2 Feb 2015

°Looks like we made it°

One year older. And not a tiny bit wiser.
The story of my life. When will I learn?

Entering 30 left me homeless, jobless and even more -less. Of course, I have amazing people around me who are willing to help me, finding cars and time to help me move, offering me their home and couches for unlimited amount of time, even offering a room for a little longer so I don't feel like a completely useless homeless and jobless.

I'm in a big need of a miracle. OR just a good luck. Or anything. Something to know that whatever I am doing is not for nothing.

On the other hand, my birthday was one of the best in my life. So far. We went clay pigeon shooting. Out of 25 I managed to hit a few. It kind of did not matter that much, it was just an amazing sunny day, great company and awesome trainer, so in the end, even if most of my clay pigeons flew untouched, I felt like a winner.

On my actual birthday I had to work and then got some unpleasant experience while looking for a place to live, but soon it did not matter, when I got a full service in a small and cozy, very Italiany restaurant, full of Italian tasty dishes, pizzas, wine, even sparkling wine and, of course, tiramisu for the dessert.
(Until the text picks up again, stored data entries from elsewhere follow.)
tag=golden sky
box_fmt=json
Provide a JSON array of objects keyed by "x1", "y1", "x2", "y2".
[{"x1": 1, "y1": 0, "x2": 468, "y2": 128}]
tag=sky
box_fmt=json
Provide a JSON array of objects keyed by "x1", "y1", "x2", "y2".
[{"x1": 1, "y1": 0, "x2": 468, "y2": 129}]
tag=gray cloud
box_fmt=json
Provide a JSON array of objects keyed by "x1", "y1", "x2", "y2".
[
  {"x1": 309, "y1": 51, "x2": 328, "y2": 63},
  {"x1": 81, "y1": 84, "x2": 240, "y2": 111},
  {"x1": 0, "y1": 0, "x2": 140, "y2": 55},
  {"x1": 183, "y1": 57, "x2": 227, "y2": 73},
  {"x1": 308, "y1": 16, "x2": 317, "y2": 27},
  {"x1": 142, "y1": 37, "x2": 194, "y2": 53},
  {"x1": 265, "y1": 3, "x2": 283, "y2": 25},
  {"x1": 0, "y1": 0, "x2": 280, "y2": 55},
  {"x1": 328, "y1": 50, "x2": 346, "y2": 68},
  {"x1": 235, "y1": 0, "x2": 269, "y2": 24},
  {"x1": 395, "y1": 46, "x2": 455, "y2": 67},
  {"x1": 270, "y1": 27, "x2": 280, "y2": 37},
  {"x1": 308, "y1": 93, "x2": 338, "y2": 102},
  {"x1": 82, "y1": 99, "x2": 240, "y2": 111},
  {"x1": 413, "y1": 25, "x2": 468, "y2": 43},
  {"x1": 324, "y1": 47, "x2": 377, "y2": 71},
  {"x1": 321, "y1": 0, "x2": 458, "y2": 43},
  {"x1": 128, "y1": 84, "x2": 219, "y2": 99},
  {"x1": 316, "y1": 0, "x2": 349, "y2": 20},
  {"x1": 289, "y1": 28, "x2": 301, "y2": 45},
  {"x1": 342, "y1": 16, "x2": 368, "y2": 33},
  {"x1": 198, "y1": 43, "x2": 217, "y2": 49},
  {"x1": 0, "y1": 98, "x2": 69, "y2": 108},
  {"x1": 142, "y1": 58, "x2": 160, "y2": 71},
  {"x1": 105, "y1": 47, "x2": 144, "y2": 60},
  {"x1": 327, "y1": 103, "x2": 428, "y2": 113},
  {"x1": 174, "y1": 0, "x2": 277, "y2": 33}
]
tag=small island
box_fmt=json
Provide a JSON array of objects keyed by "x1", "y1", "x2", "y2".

I even got cards, yes, not one card, many of them, gifts, flowers, a walk along the Nyhavn. It was amazing.

And the moments like that give me strength not to give up, to try again, and even if fail, try again.

I guess I did become a tiny bit wiser after getting a little older. I am no longer allow myself to become pessimistic. No longer have the ability or luxury for it. I have to believe, because that is the only thing that I got left.